Boxen : Unter Wölfen – Rudelbildung in der Lausitz

Erst wanderten die Tiere aus Polen ein. Nun vermehren sie sich in Deutschland. Jüngst hat wieder eine Wölfin geworfen. Ein gutes Dutzend lebt bereits hier

Claus-Dieter Steyer

Schwarze Pumpe - Sie scheinen sich wohl zu fühlen in der südlichen Lausitz: Bei Schwarze Pumpe in der Neustädter Heide haben Fachleute ein zweites Wolfsrudel ausgemacht. „Schon im Jahr 2002 beobachteten wir hier eine Wölfin“, sagte Jana Schellenberg vom Kontaktbüro „Wolfsregion Lausitz“. Vor kurzem sei ein Wolfsrüde zu ihr gestoßen und jetzt versorgen sie hier ihren Nachwuchs.“ Darauf wiesen Spuren im Gelände hin. Die genaue Anzahl der Welpen sei noch nicht bekannt. Aber in der Regel bringe eine Wölfin zwischen vier und sechs Junge zur Welt.

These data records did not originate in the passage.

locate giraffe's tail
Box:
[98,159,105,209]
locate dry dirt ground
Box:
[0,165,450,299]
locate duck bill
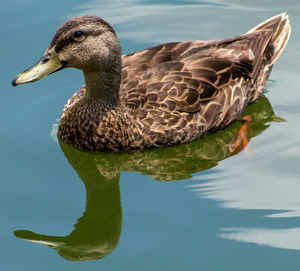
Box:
[12,48,66,86]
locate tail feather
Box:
[247,13,291,66]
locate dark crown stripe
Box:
[49,15,116,52]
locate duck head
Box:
[12,15,121,86]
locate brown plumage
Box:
[13,14,290,151]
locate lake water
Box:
[0,0,300,271]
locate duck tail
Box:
[247,12,291,66]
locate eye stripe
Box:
[73,30,83,38]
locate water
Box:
[0,0,300,271]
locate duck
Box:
[12,13,291,152]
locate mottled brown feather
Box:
[60,14,290,151]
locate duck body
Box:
[14,14,290,151]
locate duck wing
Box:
[120,30,272,112]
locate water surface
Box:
[0,0,300,271]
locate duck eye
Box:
[73,31,83,38]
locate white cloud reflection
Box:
[69,0,265,43]
[219,228,300,250]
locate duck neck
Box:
[83,64,121,106]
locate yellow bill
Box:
[12,48,65,86]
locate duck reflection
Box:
[14,97,278,261]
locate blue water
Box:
[0,0,300,271]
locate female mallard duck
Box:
[13,14,290,151]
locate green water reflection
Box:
[14,97,281,261]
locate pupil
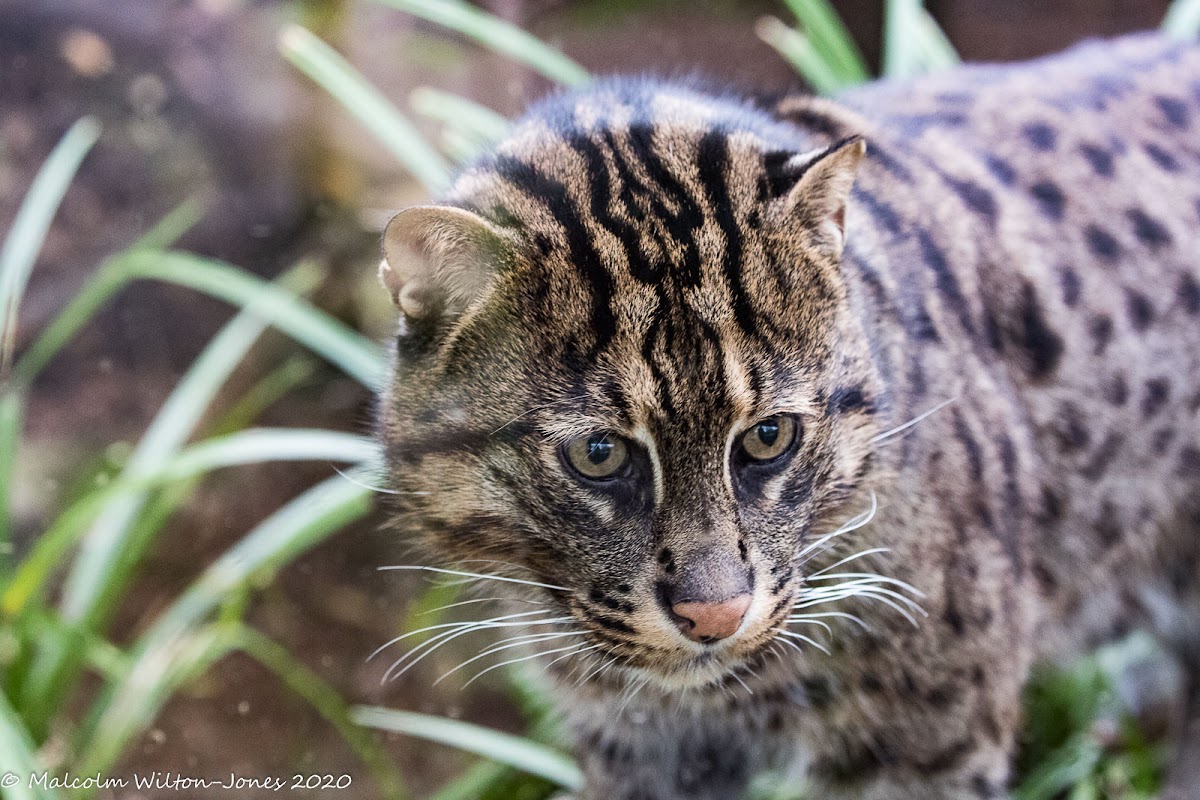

Ein anderes Wolfsrudel lebt schon seit längerer Zeit auf dem Truppenübungsplatz Oberlausitz südlich von Weißwasser. Bereits 1996 wurde der erste Wolf in dieser Gegend gesichtet. Er war damals über die Neiße aus Polen nach Deutschland gekommen und löste hier einige Verunsicherung aus. Bauern sorgten sich um ihre Schafe und Hühner. Einwohner abgelegener Dörfer verrammelten Türen und Fenster. Der letzte Wolf in der Gegend war als so genannter „Tiger von Sabrodt“ 1904 bei Hoyerswerda geschossen worden. Danach galten die Tiere in Deutschland als ausgerottet. Jetzt riss der Neuankömmling tatsächlich einige Schafe. Doch Wölfe stehen unter strengem Schutz und dürfen nicht gejagt werden.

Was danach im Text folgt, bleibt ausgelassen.